Qin Gang, China’s new ambassador to the United States, has a decidedly undiplomatic message for the Biden administration.
“If we cannot resolve our differences, please shut up,” he said during a private Zoom meeting hosted by the National Committee on United States–China Relations (NCUSCR) late last month.
Qin, who arrived in Washington in July, had just delivered a speech about the current state of bilateral ties to a small group that included NCUSCR’s board of directors. During the question-and-answer session that followed, Evan Medeiros, a Georgetown University professor who served as National Security Council director for China, Taiwan, and Mongolia in the Obama administration, asked what steps the U.S. and China could each take to improve the bilateral relationship.

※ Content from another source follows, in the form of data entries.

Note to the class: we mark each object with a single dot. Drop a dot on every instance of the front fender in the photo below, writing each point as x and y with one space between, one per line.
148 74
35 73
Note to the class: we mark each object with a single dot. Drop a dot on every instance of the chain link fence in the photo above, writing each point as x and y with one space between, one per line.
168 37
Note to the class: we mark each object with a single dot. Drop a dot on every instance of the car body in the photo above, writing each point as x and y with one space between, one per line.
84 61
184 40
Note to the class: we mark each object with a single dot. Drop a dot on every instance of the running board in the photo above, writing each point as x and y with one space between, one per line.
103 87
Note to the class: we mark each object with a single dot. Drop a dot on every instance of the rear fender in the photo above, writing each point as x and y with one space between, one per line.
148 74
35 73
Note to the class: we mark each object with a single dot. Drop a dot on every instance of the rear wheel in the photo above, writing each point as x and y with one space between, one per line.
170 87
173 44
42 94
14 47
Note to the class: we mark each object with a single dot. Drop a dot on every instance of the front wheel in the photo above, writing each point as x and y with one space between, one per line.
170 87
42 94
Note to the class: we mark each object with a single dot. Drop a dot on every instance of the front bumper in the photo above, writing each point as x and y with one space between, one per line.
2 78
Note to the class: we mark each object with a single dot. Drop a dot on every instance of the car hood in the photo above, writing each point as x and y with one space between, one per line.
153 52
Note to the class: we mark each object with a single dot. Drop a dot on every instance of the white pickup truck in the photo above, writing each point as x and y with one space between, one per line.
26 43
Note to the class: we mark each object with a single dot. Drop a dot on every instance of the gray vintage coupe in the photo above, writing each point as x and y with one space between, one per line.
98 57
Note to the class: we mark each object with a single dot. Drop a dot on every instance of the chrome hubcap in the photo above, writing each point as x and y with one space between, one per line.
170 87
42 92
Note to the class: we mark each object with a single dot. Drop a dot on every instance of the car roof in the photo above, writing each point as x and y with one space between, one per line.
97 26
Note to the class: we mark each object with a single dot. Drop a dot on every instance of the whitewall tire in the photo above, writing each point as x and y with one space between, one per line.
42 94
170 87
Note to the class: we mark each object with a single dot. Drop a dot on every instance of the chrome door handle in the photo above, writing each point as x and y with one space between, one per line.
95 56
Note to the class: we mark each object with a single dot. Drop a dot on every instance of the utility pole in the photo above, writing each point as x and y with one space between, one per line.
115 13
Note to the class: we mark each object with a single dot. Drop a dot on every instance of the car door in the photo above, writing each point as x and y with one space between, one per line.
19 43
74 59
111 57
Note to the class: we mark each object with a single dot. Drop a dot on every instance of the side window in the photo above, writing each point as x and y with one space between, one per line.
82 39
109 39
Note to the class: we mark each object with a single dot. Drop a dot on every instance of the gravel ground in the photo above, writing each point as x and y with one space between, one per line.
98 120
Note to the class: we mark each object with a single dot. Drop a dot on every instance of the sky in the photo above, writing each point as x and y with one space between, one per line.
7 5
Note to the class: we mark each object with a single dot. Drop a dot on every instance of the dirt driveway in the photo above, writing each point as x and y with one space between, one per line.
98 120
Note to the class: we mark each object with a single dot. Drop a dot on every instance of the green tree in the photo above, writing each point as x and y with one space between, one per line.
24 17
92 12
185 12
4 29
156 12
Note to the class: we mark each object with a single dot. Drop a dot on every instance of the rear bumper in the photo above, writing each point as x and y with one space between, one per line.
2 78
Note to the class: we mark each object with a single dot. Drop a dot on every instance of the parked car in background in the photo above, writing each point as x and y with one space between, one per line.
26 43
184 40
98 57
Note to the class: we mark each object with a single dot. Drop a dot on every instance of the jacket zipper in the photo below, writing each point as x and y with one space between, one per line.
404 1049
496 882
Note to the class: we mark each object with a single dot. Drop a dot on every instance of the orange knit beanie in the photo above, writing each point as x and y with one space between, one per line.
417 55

Qin, a former vice minister of foreign affairs and foreign ministry spokesman, first answered that Washington should stop worsening the situation in order to create conditions for dialogue. Then he uttered that undiplomatic line, which shocked meeting participants, according to a source familiar with the exchange.

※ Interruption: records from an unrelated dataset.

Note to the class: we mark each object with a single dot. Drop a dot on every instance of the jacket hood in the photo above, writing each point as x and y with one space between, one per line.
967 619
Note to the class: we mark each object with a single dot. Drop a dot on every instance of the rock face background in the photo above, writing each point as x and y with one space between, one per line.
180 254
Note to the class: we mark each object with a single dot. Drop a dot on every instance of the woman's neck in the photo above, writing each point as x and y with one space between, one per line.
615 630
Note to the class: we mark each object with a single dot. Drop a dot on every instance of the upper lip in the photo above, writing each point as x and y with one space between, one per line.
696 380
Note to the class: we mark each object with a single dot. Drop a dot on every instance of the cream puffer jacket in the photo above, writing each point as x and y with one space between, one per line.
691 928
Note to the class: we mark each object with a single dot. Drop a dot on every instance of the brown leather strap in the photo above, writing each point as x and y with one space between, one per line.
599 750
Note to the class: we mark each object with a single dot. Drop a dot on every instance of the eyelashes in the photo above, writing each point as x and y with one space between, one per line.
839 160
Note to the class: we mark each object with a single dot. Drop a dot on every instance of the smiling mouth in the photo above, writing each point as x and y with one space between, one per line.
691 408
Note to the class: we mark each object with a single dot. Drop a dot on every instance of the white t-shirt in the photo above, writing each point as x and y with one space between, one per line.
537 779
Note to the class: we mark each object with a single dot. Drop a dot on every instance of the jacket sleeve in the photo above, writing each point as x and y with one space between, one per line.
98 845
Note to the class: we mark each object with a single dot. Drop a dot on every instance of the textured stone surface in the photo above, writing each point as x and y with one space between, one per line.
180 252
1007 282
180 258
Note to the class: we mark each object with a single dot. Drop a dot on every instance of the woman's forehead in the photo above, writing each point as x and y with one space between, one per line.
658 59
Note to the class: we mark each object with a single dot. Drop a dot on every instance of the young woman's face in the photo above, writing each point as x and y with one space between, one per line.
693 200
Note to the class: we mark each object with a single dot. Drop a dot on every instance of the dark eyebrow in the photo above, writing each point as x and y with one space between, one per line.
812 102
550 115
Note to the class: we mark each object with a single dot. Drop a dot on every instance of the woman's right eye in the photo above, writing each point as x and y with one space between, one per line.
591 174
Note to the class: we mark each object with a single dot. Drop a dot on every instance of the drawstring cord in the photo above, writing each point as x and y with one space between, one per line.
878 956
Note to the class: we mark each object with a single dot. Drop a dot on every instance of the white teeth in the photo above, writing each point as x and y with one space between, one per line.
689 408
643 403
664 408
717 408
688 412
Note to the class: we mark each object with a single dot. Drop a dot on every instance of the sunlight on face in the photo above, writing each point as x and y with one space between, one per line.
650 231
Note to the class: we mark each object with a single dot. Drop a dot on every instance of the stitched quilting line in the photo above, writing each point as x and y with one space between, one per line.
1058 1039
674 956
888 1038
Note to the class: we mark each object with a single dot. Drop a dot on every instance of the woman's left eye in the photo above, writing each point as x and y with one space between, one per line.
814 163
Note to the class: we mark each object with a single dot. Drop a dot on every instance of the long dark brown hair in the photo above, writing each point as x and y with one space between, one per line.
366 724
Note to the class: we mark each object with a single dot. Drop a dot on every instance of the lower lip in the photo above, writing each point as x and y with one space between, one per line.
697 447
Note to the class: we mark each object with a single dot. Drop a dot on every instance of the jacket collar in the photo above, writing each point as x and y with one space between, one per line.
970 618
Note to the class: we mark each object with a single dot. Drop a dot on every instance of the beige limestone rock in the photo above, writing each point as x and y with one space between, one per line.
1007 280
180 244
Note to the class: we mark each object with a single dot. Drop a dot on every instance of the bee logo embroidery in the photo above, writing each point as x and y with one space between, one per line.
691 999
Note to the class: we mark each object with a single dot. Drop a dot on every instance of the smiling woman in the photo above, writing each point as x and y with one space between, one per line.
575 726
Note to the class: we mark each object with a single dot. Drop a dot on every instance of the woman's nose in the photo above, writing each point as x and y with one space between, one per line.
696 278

After the August 31 meeting — which Qin and the Chinese Embassy in Washington later described as a welcome event — the embassy posted a transcript of Qin’s speech, and a number of outlets reported on its adversarial message. The speech condemned the current direction of Washington’s policy toward China and warned leaders against the “disastrous consequences” of using a “Cold War playbook.” But the question-and-answer session that followed Qin’s speech was not included in the transcript posted online, and it has not been previously reported.
In the week following his frank comments about China’s message to U.S. decision-makers, Qin executed a charm offensive of sorts. He posted about a visit he made to the Juilliard School and meetings with former secretary of state Henry Kissinger and PepsiCo CEO Ramon Laguarta.
But Qin’s request for U.S. officials to shut up was remarkable for its extraordinarily undiplomatic tone, hinting at the hard line he will take in this post. Particularly surprising is that he made the comment during an event hosted by a prominent group of former officials, academics, and business leaders — including Kissinger and Jacob Lew, the former treasury secretary — with decades of experience related to China.
Still, Qin’s comment was largely consistent with what top Chinese officials have conveyed to their American counterparts in recent months. In fact, Qin’s admonition is reminiscent of other comments made by Yang Jiechi, the Chinese Communist Party’s top diplomat. During a speech to NCUSCR in February, he said that some in the United States see China as a competitor and even an adversary, a notion he called “historically, fundamentally, and strategically wrong.”
Then, the following month during a U.S.–China summit in Anchorage, Alaska, Secretary of State Antony Blinken and National Security Adviser Jake Sullivan opened the meeting with remarks critical of China’s human-rights abuses and other misconduct. Yang accused them of hypocrisy and offered a cutting rebuttal: “I think we thought too well of the United States. The United States isn’t qualified to speak to China from a position of strength.” The State Department omitted that portion of Yang’s remarks on an official transcript of the interaction.
A State Department spokesperson declined to comment on Qin’s August 31 outburst.
Last night, Biden spoke with Xi Jinping, the Chinese Communist Party’s general secretary, for the first time since February. A senior administration official told Axios that Biden had asked for the call, hoping that a conversation with Xi himself would be more productive than stalled diplomatic engagement at lower levels.